La única vez que tuve una relación sexual no definida por la monogamia fue con un tramoyista que conocí en un bar. Melena rubia, vocabulario vulgar, tatuajes. Yo estaba tomando una copa con unos amigos una noche cuando se volvió hacia mí y me susurró: «Quiero que te sientes en mi cara».
«¿Cómo dices?», pregunté. No sabía de qué me hablaba. Él pensó que yo bromeaba, pero no era así. Así que me lo explicó. Tomé otro vodka, salí del bar con él y me senté en su cara. No lo había hecho nunca. Tenía unas manos grandes con las que me manejaba como si fuese carne, y de primera. Fue la segunda vez que supe lo que era estar con un hombre que no me «convenía», un hombre con quien sabía que no habría «relación». Follando con él, sentí la extraordinaria fuerza del choque con un ser totalmente ajeno a mí. No podía abandonarme con un igual, sino sólo con un hombre que fuera imposible.
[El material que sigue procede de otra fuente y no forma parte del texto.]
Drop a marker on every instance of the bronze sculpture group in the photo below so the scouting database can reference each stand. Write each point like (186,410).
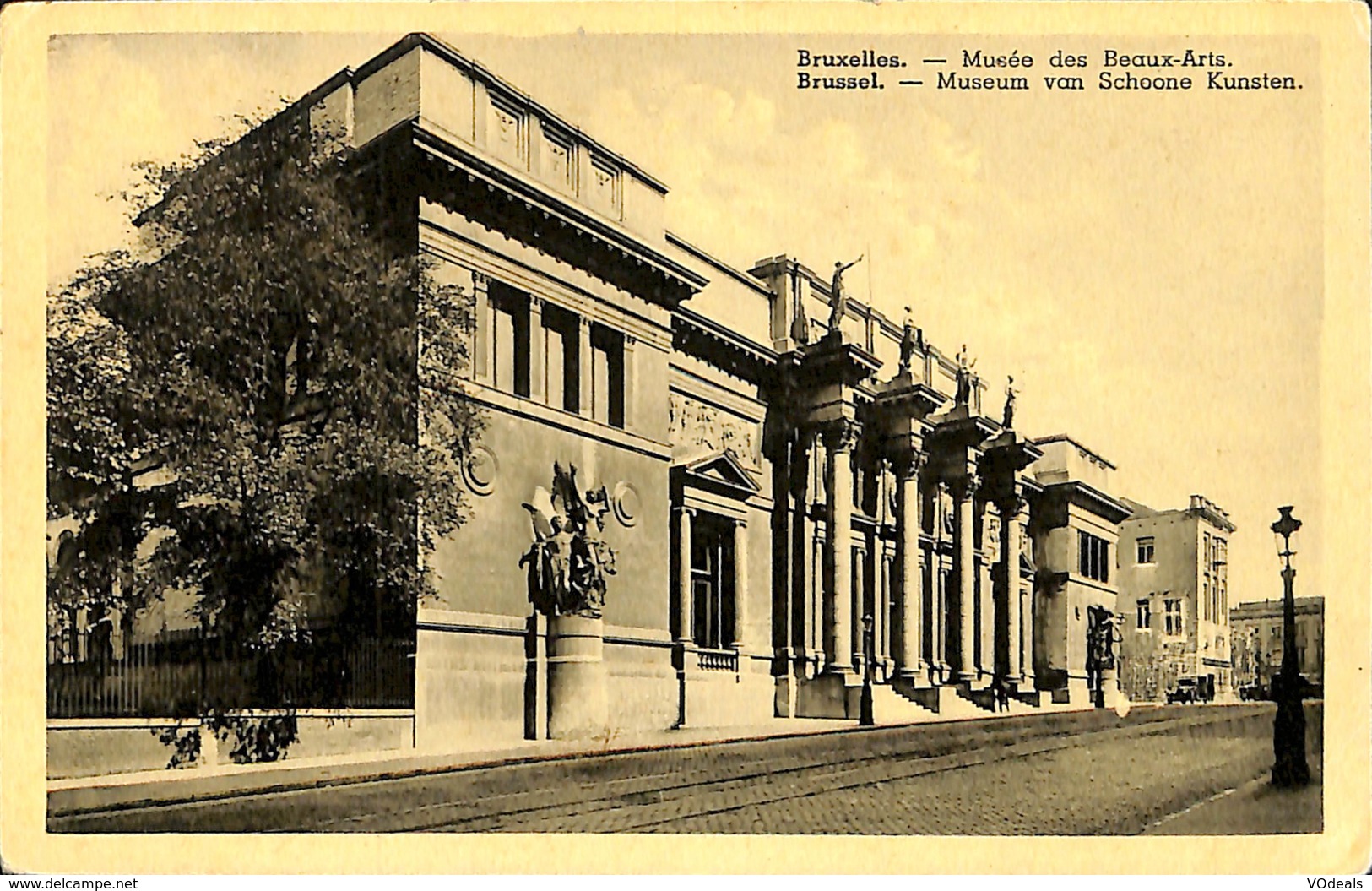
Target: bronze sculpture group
(568,561)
Pero entonces me enamoré profunda, repentina y absolutamente del hombre que sería mi marido —fue como darme un golpe en la cabeza con un bloque de cemento, catacroc, y de pronto estaba en el altar— y los chicos malos quedaron desterrados. Ni se me ocurrió tener una aventura mientras estuve casada. Era impensable: quería demasiado a mi marido.
Él era mi destino, mi marido. Pero había pensado que eso significaba mi final, mi última parada, cuando en realidad era el comienzo, el maldito comienzo. Dios mío, cuánto sufrí. La profunda desilusión de que el gran amor de mi vida se estrellara en la pedregosa carretera de la realidad fue un golpe tan duro que mi conciencia no pudo sobrellevarlo, y menos aún comprenderlo.
Abandoné a mi marido después de diez años. Él ya no me veía, y ni siquiera supo que yo tenía ojo del culo. Me había retirado de la danza unos años antes debido a una lesión de cadera cuyos primeros síntomas aparecieron seis meses después de casarme. Ya veis, las malévolas señales de la vida. Según una amiga mía, es en las caderas donde una deposita la confianza en su cuerpo. ¿Paparruchas? Quizás. En cualquier caso, tanto la articulación de mi cadera derecha como mi confianza quedaron heridas.
Me volví insoportable, tanto para mí como para mi marido. Un alma en pena quejumbrosa, una ninfómana célibe con una maleta llena de motivos de resentimiento y lencería a juego. Hice una lista de cincuenta y dos de los primeros y me marché con lo último. Libertad. Miedo.